In a mixture of environmental goodness and nerd curiosity I have been looking into renewable energy sources for the home lately.What I have found looks good on the surface, but in the end it definitely makes you question whether it is really worth it...
I found this cool 400W windmill that just attaches to your roof (no need for tall towers) and is a generally reasonable AU$1190. This item set me on the trail for setting up a house using renewable energy.
I then started looking into what sort of battery requirements are needed to store the wind energy you can capture. To power an average home, you need about 10kWh per day to meet all your general needs without sacrificing the luxuries. If we take this battery (306 Ah @ 100 hr cycle or 255 Ah @ 20 hr cycle) for $949. To work out how many of these batteries you need, you take the amp-hour figure of the intended batteries and multiply by the voltage. So using these batteries on a daily cycle, 255 Ah multiplied by 12 V gives you a figure of 3060 Wh or 3.06 kW.
So to power an average home using these batteries, the minimum requirement would be 4 batteries, of course this would only power the house for a day, I was thinking 3 days of backup would be a safe figure to aim for so that means 12 batteries (AU$12K, ouch). Using the above windmill, if the wind was blowing for 24 hours per day, you would get 9600 W of 'free' power.
As we all know the wind doesn't blow constantly, in the last week here in Perth there hasn't been much wind to speak of so one windmill definitely wouldn't supply the power you need. We need to get the shortfall from somewhere. That leaves us with a few options... 1) add more windmills 2) add more batteries 3) add another power source and 4) supplement from grid power.
Option 1. Adding more windmills
Not a bad option at *ONLY* AU$1190 each, but there are limitations to roof space and neighbourly tolerance to the whooshing noises of windmills.

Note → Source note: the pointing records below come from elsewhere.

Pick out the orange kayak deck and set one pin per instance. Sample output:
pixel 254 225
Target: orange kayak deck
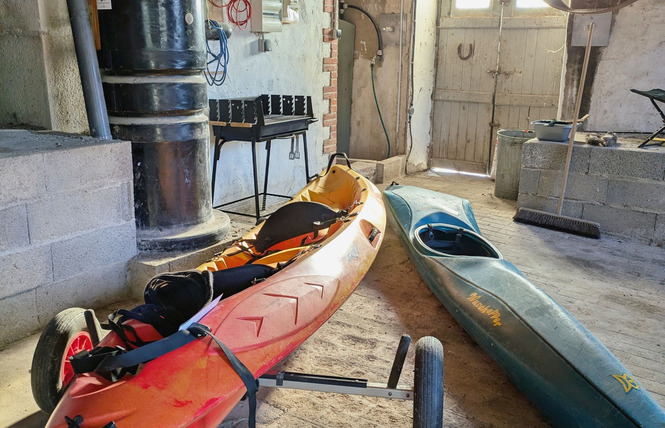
pixel 195 386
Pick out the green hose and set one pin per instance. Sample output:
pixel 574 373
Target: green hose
pixel 379 110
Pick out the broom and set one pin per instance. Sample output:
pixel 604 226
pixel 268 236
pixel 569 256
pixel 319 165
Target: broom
pixel 557 221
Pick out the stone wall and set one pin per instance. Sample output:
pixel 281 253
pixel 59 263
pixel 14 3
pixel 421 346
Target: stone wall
pixel 622 187
pixel 67 226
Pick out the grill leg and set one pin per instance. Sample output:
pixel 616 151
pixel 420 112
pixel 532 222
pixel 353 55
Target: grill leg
pixel 256 181
pixel 265 179
pixel 304 141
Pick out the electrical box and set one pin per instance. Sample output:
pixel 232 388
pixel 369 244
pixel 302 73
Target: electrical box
pixel 291 12
pixel 266 16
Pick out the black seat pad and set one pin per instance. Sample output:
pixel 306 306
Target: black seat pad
pixel 294 219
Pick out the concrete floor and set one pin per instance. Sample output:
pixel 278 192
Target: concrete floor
pixel 615 288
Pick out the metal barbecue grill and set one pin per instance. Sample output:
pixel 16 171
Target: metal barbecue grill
pixel 256 120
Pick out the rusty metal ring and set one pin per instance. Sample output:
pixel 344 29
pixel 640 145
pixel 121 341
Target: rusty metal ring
pixel 468 55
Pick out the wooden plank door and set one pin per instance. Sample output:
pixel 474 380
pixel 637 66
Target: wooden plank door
pixel 527 83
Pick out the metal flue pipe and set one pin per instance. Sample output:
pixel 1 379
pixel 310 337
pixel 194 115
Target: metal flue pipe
pixel 86 56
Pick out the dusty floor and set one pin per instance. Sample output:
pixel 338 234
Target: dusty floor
pixel 616 289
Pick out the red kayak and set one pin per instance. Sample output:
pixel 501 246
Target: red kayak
pixel 310 255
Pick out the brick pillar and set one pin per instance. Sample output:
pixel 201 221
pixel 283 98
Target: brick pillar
pixel 330 92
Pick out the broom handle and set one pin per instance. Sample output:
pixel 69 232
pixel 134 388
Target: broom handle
pixel 578 103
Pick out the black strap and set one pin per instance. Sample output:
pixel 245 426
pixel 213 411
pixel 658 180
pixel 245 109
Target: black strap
pixel 119 361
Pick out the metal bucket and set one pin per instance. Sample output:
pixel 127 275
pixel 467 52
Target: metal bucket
pixel 509 162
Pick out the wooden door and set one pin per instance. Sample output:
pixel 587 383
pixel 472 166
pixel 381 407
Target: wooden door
pixel 531 58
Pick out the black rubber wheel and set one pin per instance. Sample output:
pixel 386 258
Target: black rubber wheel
pixel 65 335
pixel 428 389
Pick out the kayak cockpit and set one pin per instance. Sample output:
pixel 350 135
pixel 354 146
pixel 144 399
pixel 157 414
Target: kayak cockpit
pixel 450 240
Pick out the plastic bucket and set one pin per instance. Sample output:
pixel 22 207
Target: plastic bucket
pixel 509 162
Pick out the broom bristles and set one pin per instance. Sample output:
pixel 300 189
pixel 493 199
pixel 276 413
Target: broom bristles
pixel 562 223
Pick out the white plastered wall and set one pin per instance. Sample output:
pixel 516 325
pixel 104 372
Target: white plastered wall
pixel 635 58
pixel 293 67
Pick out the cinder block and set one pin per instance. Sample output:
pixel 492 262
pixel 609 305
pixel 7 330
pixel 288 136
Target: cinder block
pixel 621 221
pixel 552 155
pixel 549 184
pixel 25 269
pixel 585 187
pixel 93 288
pixel 641 194
pixel 79 211
pixel 22 179
pixel 18 317
pixel 529 180
pixel 98 248
pixel 628 163
pixel 14 228
pixel 659 233
pixel 89 166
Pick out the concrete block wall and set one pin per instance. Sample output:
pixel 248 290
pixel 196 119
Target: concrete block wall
pixel 67 229
pixel 622 187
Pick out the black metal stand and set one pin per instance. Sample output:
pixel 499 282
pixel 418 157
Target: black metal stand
pixel 255 120
pixel 257 194
pixel 653 95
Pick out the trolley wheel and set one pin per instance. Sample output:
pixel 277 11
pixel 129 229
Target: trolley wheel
pixel 65 335
pixel 428 389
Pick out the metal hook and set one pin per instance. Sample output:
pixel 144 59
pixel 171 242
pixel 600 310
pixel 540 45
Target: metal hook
pixel 467 56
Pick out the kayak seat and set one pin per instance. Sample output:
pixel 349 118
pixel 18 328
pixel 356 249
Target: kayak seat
pixel 454 242
pixel 295 219
pixel 173 298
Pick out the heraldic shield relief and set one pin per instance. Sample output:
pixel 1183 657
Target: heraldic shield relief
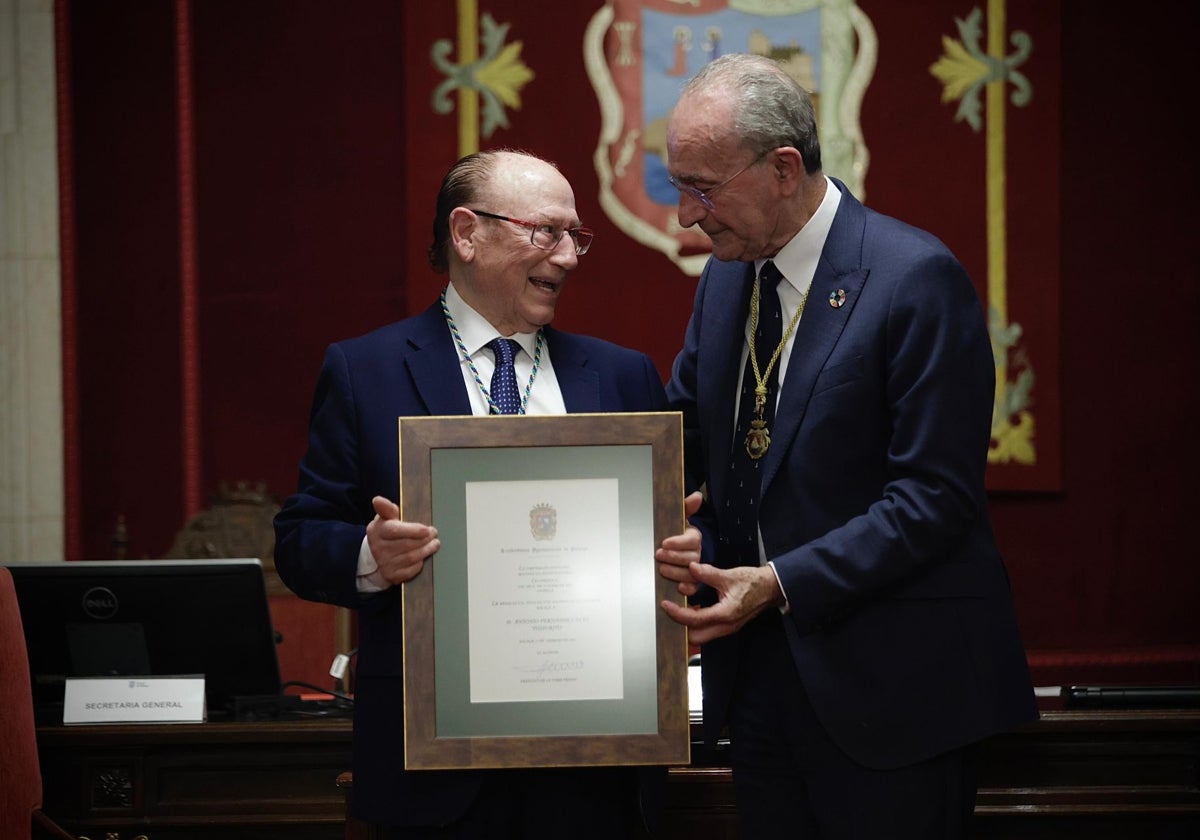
pixel 640 53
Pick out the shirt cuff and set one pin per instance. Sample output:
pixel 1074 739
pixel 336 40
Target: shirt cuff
pixel 787 607
pixel 369 577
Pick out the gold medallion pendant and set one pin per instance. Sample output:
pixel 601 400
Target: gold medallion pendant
pixel 757 439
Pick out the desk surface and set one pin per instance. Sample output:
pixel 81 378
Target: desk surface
pixel 1109 773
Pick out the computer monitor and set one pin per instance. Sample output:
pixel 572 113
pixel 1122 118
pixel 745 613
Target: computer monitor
pixel 148 618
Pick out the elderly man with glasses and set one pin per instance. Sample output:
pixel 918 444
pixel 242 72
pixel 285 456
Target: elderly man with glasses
pixel 837 382
pixel 505 231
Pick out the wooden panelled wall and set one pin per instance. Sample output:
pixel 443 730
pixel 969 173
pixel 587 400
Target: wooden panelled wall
pixel 232 214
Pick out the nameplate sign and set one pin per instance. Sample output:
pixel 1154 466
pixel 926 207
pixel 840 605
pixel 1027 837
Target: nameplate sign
pixel 133 700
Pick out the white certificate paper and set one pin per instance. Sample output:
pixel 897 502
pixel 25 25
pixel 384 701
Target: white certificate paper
pixel 544 591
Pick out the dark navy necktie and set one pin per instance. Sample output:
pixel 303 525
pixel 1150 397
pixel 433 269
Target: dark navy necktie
pixel 745 473
pixel 504 378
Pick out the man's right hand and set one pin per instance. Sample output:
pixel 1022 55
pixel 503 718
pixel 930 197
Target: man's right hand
pixel 399 547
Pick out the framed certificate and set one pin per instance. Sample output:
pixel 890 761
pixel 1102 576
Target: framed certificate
pixel 534 637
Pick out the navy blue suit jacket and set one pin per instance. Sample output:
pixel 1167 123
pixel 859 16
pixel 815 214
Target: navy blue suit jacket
pixel 408 369
pixel 873 507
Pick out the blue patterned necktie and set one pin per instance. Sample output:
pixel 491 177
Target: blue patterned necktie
pixel 504 378
pixel 745 473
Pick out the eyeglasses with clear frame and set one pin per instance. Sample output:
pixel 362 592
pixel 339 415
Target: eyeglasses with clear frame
pixel 705 196
pixel 546 237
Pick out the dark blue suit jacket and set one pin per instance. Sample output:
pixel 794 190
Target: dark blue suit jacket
pixel 408 369
pixel 873 505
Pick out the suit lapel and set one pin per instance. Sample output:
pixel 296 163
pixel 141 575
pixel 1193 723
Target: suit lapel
pixel 579 383
pixel 839 273
pixel 720 352
pixel 433 365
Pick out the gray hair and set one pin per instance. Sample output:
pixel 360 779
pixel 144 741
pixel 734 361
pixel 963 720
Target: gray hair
pixel 769 108
pixel 463 185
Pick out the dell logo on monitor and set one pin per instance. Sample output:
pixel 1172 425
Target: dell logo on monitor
pixel 100 603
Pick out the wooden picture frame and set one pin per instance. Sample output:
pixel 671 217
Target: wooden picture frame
pixel 553 651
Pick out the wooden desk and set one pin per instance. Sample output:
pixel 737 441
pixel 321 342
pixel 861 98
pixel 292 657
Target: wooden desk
pixel 185 781
pixel 1101 774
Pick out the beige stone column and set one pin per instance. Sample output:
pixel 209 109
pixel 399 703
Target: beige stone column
pixel 31 484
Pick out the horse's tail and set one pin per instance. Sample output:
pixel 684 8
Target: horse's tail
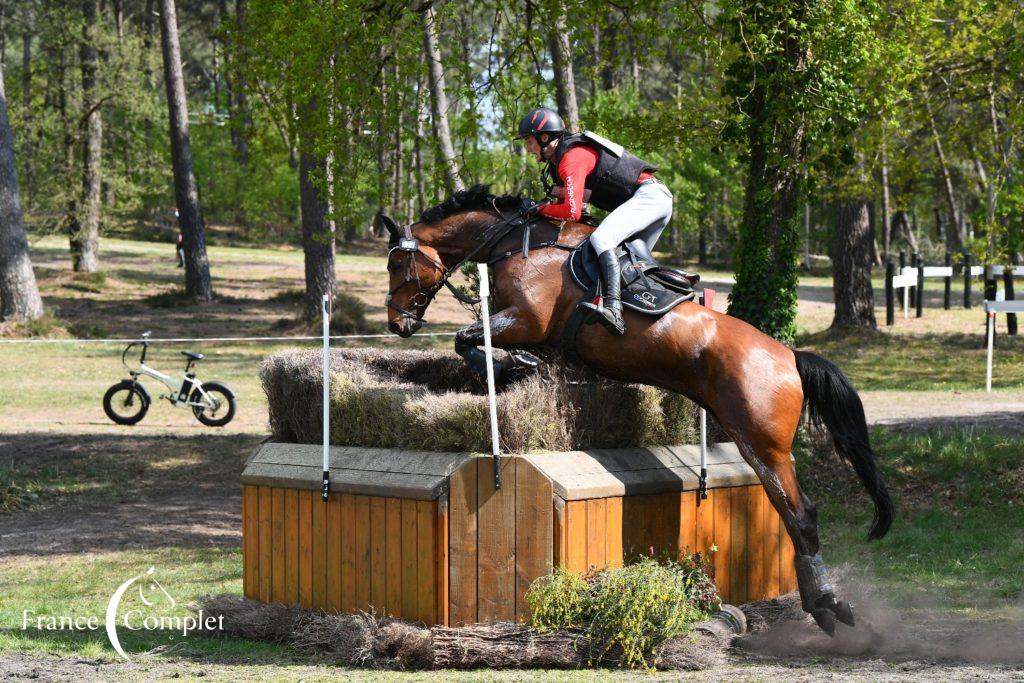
pixel 833 402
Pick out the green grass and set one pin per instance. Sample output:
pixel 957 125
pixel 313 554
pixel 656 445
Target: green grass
pixel 960 500
pixel 921 363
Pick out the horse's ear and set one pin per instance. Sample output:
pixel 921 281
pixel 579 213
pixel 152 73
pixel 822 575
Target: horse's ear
pixel 391 226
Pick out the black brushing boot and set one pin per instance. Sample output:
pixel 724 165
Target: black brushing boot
pixel 610 311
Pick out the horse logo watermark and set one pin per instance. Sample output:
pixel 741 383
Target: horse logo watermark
pixel 154 598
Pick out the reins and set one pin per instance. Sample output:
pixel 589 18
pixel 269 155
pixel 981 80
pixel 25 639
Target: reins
pixel 411 246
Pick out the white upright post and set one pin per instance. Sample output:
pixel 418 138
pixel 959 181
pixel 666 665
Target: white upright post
pixel 492 400
pixel 704 455
pixel 988 360
pixel 326 492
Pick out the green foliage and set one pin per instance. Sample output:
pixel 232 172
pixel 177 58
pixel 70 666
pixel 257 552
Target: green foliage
pixel 628 611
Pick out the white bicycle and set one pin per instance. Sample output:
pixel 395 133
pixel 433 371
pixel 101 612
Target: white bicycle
pixel 127 401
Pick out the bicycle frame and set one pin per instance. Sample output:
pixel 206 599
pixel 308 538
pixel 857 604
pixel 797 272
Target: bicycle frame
pixel 180 390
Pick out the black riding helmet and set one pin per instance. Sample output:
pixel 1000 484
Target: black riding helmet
pixel 541 120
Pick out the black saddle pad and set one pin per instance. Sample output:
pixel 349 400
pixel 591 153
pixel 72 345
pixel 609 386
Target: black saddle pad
pixel 643 289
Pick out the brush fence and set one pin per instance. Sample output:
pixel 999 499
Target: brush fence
pixel 426 537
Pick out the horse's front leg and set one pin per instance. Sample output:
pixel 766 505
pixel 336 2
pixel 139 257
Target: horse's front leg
pixel 509 329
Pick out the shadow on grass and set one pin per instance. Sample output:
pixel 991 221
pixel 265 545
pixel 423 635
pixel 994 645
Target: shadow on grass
pixel 91 493
pixel 146 643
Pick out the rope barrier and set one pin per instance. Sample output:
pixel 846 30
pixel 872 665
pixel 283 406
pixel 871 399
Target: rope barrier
pixel 178 340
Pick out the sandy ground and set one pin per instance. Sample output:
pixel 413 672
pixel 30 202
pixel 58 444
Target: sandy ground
pixel 907 650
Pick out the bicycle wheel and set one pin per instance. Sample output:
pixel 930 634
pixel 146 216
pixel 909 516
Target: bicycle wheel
pixel 126 402
pixel 217 409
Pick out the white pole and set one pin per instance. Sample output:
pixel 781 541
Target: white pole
pixel 988 361
pixel 704 454
pixel 492 400
pixel 327 398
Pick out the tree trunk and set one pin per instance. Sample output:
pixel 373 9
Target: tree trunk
pixel 902 224
pixel 241 117
pixel 28 151
pixel 561 59
pixel 851 255
pixel 886 207
pixel 198 285
pixel 85 243
pixel 398 159
pixel 18 292
pixel 317 238
pixel 955 235
pixel 421 189
pixel 439 103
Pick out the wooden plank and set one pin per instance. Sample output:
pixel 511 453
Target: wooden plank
pixel 576 532
pixel 363 552
pixel 320 552
pixel 306 548
pixel 787 567
pixel 774 531
pixel 426 539
pixel 597 529
pixel 496 534
pixel 378 565
pixel 292 546
pixel 334 553
pixel 392 555
pixel 441 581
pixel 667 523
pixel 347 553
pixel 559 555
pixel 265 549
pixel 738 542
pixel 613 521
pixel 687 522
pixel 410 597
pixel 723 528
pixel 462 545
pixel 250 541
pixel 534 531
pixel 278 545
pixel 758 543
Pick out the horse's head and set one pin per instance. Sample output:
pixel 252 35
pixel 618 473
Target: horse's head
pixel 416 269
pixel 422 256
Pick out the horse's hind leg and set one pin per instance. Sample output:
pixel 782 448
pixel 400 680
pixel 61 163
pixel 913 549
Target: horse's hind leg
pixel 765 441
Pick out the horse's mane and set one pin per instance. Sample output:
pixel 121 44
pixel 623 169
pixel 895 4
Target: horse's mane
pixel 477 198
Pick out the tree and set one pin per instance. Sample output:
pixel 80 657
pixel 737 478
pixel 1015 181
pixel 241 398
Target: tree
pixel 561 59
pixel 85 240
pixel 317 231
pixel 439 101
pixel 198 285
pixel 793 82
pixel 18 293
pixel 851 256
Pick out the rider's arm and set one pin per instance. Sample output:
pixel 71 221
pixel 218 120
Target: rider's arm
pixel 573 169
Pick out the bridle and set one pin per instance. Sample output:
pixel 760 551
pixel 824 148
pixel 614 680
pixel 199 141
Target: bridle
pixel 409 245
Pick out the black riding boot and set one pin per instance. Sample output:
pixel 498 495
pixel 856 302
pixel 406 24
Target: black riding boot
pixel 610 310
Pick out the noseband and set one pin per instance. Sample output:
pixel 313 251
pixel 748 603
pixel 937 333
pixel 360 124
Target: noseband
pixel 410 246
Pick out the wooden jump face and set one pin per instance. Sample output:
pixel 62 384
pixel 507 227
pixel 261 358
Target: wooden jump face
pixel 425 536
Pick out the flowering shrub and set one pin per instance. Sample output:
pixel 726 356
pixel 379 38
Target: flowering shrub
pixel 627 611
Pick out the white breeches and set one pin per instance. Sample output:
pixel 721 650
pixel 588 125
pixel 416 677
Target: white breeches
pixel 644 215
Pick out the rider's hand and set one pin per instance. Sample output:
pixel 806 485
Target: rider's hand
pixel 531 209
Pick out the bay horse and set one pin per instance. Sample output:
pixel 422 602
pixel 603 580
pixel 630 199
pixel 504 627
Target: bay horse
pixel 754 385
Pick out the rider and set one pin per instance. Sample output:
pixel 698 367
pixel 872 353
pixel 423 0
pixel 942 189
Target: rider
pixel 617 181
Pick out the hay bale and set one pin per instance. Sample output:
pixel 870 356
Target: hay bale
pixel 243 617
pixel 506 645
pixel 431 400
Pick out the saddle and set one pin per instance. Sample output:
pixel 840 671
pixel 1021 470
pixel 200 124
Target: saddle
pixel 647 287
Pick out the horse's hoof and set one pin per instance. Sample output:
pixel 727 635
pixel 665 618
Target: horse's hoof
pixel 844 612
pixel 825 621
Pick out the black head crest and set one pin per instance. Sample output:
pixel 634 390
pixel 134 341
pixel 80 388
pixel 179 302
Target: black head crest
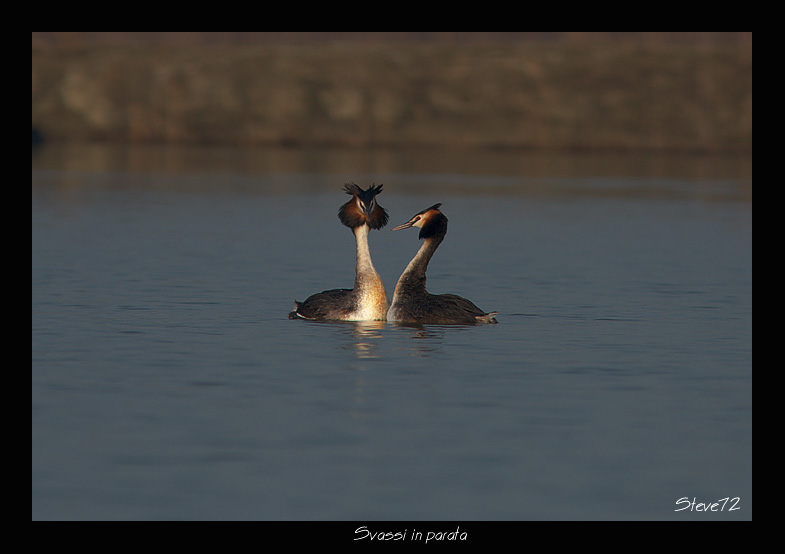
pixel 363 208
pixel 436 224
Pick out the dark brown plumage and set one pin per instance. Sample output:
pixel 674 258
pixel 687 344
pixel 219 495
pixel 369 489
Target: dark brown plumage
pixel 412 303
pixel 368 299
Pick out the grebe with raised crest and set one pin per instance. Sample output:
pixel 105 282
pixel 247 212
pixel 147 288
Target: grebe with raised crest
pixel 368 299
pixel 411 302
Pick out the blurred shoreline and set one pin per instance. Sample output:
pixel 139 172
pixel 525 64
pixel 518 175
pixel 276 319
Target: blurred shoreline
pixel 685 93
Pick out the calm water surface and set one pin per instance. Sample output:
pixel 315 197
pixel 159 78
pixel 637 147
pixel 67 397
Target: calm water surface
pixel 167 382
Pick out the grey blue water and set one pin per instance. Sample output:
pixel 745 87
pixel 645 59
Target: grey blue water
pixel 168 383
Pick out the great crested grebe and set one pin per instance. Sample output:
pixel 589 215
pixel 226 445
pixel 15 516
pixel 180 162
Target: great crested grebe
pixel 411 302
pixel 368 299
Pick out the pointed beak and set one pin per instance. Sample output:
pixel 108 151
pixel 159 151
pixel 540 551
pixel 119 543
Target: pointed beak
pixel 404 226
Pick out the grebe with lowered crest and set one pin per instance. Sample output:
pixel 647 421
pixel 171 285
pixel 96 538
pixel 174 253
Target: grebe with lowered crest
pixel 411 302
pixel 368 299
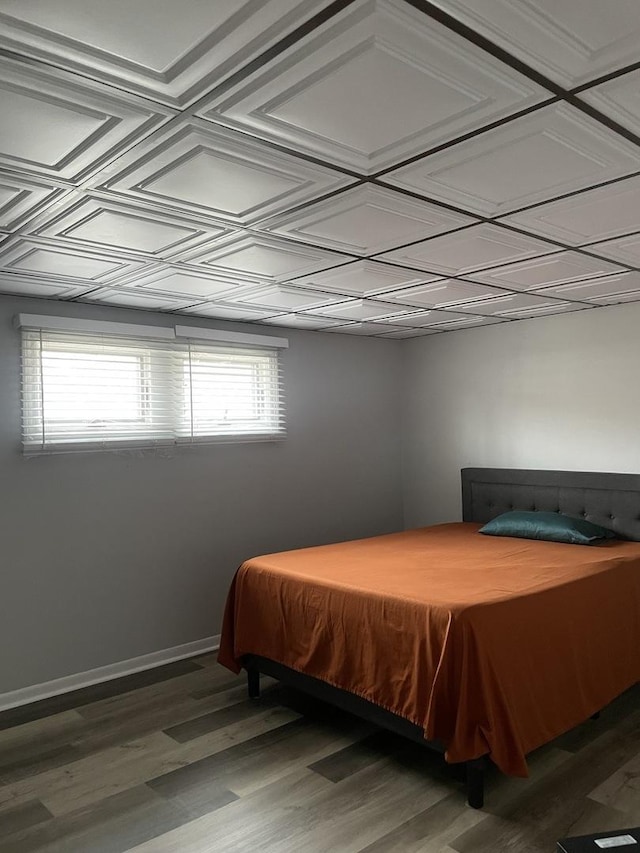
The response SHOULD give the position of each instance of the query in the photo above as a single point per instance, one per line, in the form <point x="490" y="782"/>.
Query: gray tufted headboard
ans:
<point x="612" y="500"/>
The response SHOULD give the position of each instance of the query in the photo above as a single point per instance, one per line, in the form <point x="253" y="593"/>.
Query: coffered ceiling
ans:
<point x="393" y="168"/>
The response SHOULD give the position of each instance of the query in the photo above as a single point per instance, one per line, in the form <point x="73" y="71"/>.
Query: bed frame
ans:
<point x="612" y="500"/>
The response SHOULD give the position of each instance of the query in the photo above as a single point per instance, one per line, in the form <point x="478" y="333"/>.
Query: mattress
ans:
<point x="491" y="645"/>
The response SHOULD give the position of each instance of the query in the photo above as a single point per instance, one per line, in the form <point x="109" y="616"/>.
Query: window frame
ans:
<point x="173" y="421"/>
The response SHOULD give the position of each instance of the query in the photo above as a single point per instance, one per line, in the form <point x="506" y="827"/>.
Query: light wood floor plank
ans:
<point x="186" y="764"/>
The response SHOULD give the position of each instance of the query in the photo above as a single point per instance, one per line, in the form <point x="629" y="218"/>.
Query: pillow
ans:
<point x="550" y="526"/>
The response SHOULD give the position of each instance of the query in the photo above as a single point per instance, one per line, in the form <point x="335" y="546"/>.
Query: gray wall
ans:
<point x="109" y="556"/>
<point x="559" y="392"/>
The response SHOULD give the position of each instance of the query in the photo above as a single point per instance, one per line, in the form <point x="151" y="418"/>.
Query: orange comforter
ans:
<point x="492" y="645"/>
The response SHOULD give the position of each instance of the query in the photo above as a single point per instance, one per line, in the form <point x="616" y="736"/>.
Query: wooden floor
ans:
<point x="177" y="760"/>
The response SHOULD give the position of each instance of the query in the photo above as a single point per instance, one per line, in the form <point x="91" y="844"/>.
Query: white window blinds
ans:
<point x="83" y="390"/>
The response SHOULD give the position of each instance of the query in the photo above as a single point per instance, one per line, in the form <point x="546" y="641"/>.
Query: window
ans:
<point x="84" y="389"/>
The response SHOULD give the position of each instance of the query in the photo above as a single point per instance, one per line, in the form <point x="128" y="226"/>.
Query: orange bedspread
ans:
<point x="492" y="645"/>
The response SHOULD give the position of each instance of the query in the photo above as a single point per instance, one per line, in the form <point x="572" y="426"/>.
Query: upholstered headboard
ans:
<point x="612" y="500"/>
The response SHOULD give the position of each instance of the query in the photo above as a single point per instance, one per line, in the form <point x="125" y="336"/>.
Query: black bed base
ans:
<point x="254" y="665"/>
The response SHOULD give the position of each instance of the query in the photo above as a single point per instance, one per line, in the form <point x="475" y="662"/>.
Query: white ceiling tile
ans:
<point x="204" y="170"/>
<point x="365" y="220"/>
<point x="552" y="151"/>
<point x="302" y="321"/>
<point x="607" y="290"/>
<point x="402" y="334"/>
<point x="134" y="299"/>
<point x="100" y="223"/>
<point x="356" y="309"/>
<point x="283" y="298"/>
<point x="439" y="319"/>
<point x="182" y="282"/>
<point x="161" y="49"/>
<point x="37" y="257"/>
<point x="362" y="278"/>
<point x="367" y="329"/>
<point x="623" y="249"/>
<point x="263" y="257"/>
<point x="327" y="93"/>
<point x="518" y="306"/>
<point x="597" y="214"/>
<point x="412" y="319"/>
<point x="23" y="285"/>
<point x="22" y="198"/>
<point x="439" y="293"/>
<point x="466" y="321"/>
<point x="550" y="269"/>
<point x="470" y="249"/>
<point x="221" y="311"/>
<point x="619" y="99"/>
<point x="61" y="127"/>
<point x="570" y="42"/>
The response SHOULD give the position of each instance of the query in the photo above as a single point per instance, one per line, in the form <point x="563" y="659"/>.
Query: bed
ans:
<point x="483" y="648"/>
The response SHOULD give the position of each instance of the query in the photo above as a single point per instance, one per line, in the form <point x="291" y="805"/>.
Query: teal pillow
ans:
<point x="550" y="526"/>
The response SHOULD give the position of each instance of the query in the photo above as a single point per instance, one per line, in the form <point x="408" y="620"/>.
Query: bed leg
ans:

Option 2. Add more batteries
A very expensive option but still viable, having more than a weeks worth of backup power would help smooth out your charge/discharge cycles but you had better have a lot of room for the batteries to be installed. Having a basement would be good for this. 7 days of batteries would be somewhere near AU$28,000...
Option 3. Add another power source
Adding solar power to this set-up would be nice, but again there is a large cost involved. You need to decide how much you are willing to spend to get your power for 'free'. If you bank on getting at minimum 4 hours of direct sunlight in winter per day and assuming that the solar panels take up half the charging requirements, you would need about 1200 W of solar panels to meet that need. Using this panel as an example (125 W for AU$1100), 10 of these panels would be needed. The cost would be a tidy AU$11,000.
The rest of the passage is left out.